Everyone, keep something in mind. There were a few (10%) faculty that didn't get raises this time because they were in the mid-year pool this January. In my college, these people were almost all "cronies" of someone, either at the college or university level.
I argued that they be included this time as well, to no end. My argument is this: when January rolls around, SFT will distribute some raise money (probably). The 90% of faculty that got raises this week won't be included, only that 10% will. They will share a small pool of raise money, but there are so few of them that their raises will be bigger. They are winning even more under this deal than ever before. My argument for including them this time, even though that would have garnered them even more for this year (2004), was to get everyone back on the same track.

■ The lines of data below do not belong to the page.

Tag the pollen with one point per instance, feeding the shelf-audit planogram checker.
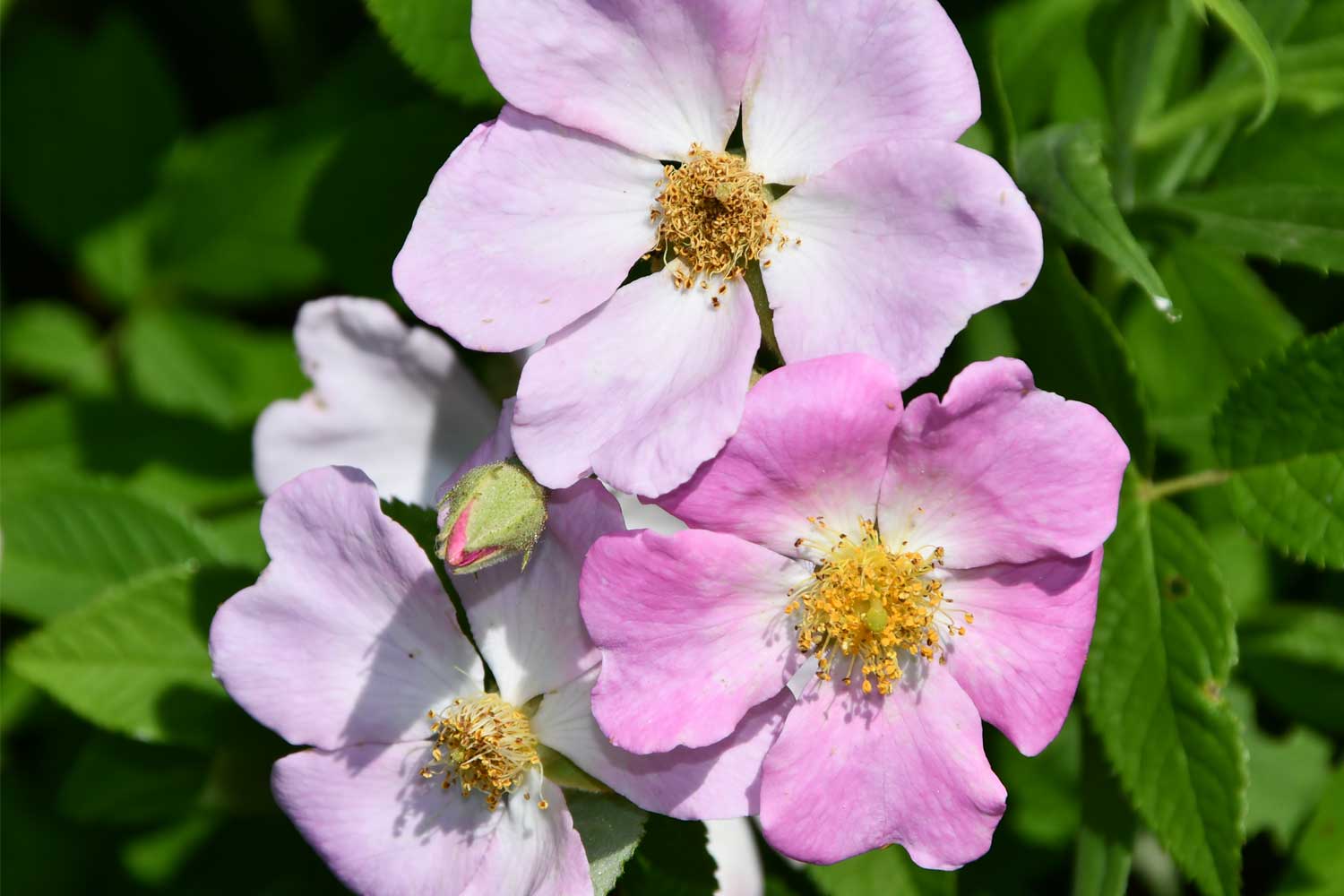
(714, 214)
(868, 607)
(483, 745)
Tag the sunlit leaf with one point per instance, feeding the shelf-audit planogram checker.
(1160, 657)
(1281, 435)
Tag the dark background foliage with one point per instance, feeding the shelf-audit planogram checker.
(179, 177)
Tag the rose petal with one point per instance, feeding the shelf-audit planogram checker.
(642, 390)
(527, 621)
(526, 228)
(831, 78)
(1021, 659)
(812, 444)
(650, 75)
(852, 772)
(387, 398)
(719, 780)
(1002, 471)
(900, 245)
(699, 610)
(383, 829)
(347, 635)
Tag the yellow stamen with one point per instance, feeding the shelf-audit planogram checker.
(715, 215)
(873, 605)
(483, 745)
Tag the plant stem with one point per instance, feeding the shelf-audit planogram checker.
(1202, 479)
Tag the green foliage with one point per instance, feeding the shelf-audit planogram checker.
(134, 659)
(1281, 435)
(56, 344)
(435, 38)
(1161, 651)
(610, 828)
(1062, 169)
(1295, 656)
(67, 540)
(1317, 864)
(1228, 322)
(206, 366)
(671, 858)
(85, 145)
(1074, 349)
(174, 185)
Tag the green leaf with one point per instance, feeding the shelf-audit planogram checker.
(1288, 774)
(610, 828)
(1281, 435)
(671, 860)
(1284, 222)
(1293, 654)
(199, 463)
(1160, 657)
(435, 38)
(226, 218)
(1317, 866)
(115, 780)
(1228, 323)
(1074, 349)
(209, 366)
(1247, 32)
(237, 538)
(86, 120)
(1107, 834)
(56, 343)
(882, 871)
(67, 540)
(1043, 788)
(1062, 169)
(134, 659)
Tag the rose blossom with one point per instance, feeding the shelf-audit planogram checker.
(390, 400)
(935, 567)
(349, 643)
(889, 239)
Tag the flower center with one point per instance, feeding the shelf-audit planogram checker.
(871, 605)
(715, 215)
(483, 745)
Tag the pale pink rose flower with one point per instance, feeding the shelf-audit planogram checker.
(918, 570)
(889, 239)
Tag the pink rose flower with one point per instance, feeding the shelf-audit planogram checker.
(916, 571)
(349, 645)
(889, 239)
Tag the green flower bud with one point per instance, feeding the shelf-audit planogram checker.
(495, 512)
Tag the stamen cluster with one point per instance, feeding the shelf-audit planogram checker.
(484, 745)
(715, 215)
(873, 605)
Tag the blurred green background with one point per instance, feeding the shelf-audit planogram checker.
(177, 177)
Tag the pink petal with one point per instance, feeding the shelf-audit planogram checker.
(720, 780)
(832, 78)
(699, 611)
(526, 228)
(650, 75)
(383, 829)
(900, 245)
(527, 622)
(1021, 659)
(812, 443)
(852, 772)
(642, 390)
(731, 844)
(1002, 471)
(347, 635)
(389, 400)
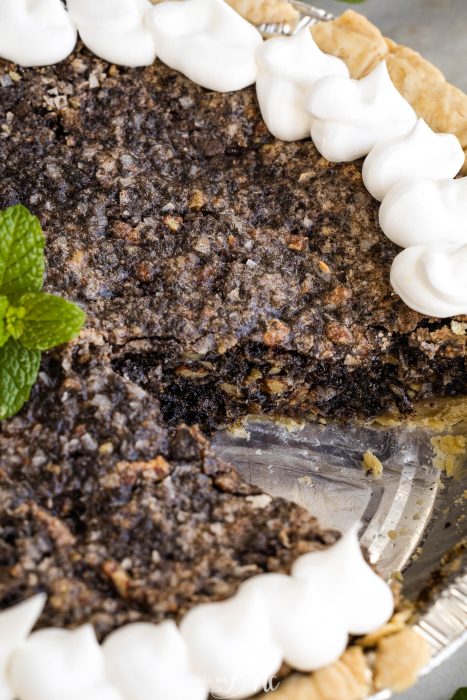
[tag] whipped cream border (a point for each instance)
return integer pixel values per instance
(436, 306)
(382, 123)
(229, 648)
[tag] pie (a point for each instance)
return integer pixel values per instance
(224, 273)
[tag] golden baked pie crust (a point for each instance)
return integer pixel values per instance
(362, 46)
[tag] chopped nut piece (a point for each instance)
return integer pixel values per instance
(158, 467)
(173, 222)
(275, 386)
(276, 333)
(197, 200)
(118, 576)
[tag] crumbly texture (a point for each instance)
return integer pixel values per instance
(362, 46)
(118, 518)
(222, 272)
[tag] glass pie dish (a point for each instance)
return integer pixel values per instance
(413, 517)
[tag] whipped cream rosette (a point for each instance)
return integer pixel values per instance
(152, 661)
(304, 619)
(58, 664)
(15, 625)
(115, 30)
(432, 279)
(419, 211)
(287, 68)
(419, 153)
(229, 648)
(207, 41)
(35, 32)
(350, 116)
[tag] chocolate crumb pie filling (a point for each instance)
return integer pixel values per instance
(223, 272)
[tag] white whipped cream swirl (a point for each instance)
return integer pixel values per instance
(115, 30)
(287, 68)
(35, 32)
(419, 153)
(151, 661)
(230, 648)
(56, 664)
(304, 619)
(207, 41)
(419, 211)
(432, 279)
(350, 116)
(16, 624)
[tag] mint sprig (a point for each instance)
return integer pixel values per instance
(30, 321)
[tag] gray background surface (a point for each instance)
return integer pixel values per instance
(438, 29)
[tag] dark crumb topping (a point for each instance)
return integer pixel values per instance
(223, 272)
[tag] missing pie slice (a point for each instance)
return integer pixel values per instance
(223, 273)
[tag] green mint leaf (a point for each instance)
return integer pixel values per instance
(48, 321)
(4, 334)
(461, 694)
(14, 321)
(21, 252)
(18, 372)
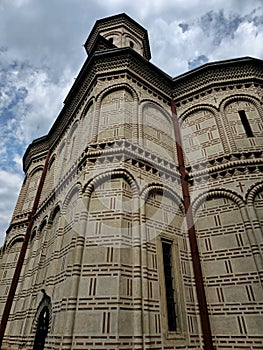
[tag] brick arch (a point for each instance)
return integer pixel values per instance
(197, 108)
(43, 223)
(34, 171)
(44, 303)
(117, 173)
(203, 134)
(89, 104)
(17, 239)
(117, 87)
(163, 190)
(54, 212)
(73, 128)
(239, 97)
(74, 189)
(52, 161)
(217, 193)
(147, 102)
(253, 192)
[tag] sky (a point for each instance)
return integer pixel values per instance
(41, 54)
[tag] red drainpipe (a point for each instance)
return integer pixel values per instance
(22, 254)
(206, 329)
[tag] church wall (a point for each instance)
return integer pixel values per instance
(111, 203)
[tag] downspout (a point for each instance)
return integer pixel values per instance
(204, 317)
(22, 254)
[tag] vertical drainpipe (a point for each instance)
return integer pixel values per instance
(22, 254)
(204, 317)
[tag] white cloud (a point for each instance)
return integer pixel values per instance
(251, 37)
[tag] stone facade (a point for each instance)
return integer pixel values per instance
(112, 205)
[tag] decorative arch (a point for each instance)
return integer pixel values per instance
(203, 134)
(156, 130)
(43, 223)
(74, 189)
(116, 108)
(117, 173)
(217, 193)
(89, 104)
(145, 102)
(117, 87)
(239, 97)
(52, 161)
(42, 321)
(53, 213)
(35, 170)
(73, 129)
(162, 189)
(253, 192)
(242, 115)
(17, 239)
(197, 108)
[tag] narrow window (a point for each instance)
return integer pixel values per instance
(42, 329)
(245, 122)
(169, 288)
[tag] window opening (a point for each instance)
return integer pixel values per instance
(169, 288)
(245, 122)
(42, 329)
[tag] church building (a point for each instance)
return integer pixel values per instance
(139, 223)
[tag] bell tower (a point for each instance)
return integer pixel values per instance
(120, 31)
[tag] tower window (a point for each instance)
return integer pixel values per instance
(245, 122)
(169, 287)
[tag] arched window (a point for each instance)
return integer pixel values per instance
(42, 329)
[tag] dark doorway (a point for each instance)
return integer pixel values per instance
(42, 329)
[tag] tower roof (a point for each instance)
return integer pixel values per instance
(119, 22)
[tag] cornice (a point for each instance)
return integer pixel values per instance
(126, 60)
(103, 63)
(216, 75)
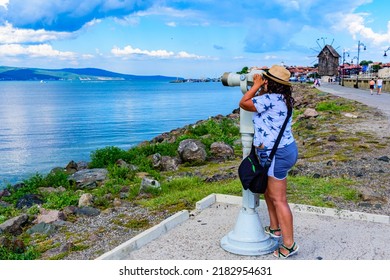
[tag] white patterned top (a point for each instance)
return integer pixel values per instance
(268, 121)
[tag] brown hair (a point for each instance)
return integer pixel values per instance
(286, 91)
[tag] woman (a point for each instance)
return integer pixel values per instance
(372, 86)
(270, 97)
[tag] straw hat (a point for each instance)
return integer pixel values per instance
(279, 74)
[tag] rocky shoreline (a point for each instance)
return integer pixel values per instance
(347, 146)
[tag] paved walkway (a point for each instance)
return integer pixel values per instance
(381, 102)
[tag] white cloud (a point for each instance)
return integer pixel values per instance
(42, 50)
(4, 3)
(129, 51)
(171, 24)
(11, 35)
(356, 26)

The raise practices at USM are becoming more and more cronyistic than ever before, and with all the faculty/staff turnover there will soon be no institutional memory on how raises are an annual event, with evals done in the spring and increases in pay carried out in the fall, all above board. The way things stand, raises could be given out at any time of year, to anyone, using any kind of eval scheme imaginable, and starting at any point in someone's base pay. Have you ever seen a period at USM where "retroactive increases" were used more frequently. SFT has passed out raises 4 times in the past 2 years, and all but one was done "retroactively."
This place is a mess. A good place to start over again is with establishing better practices for determining/implementing raises.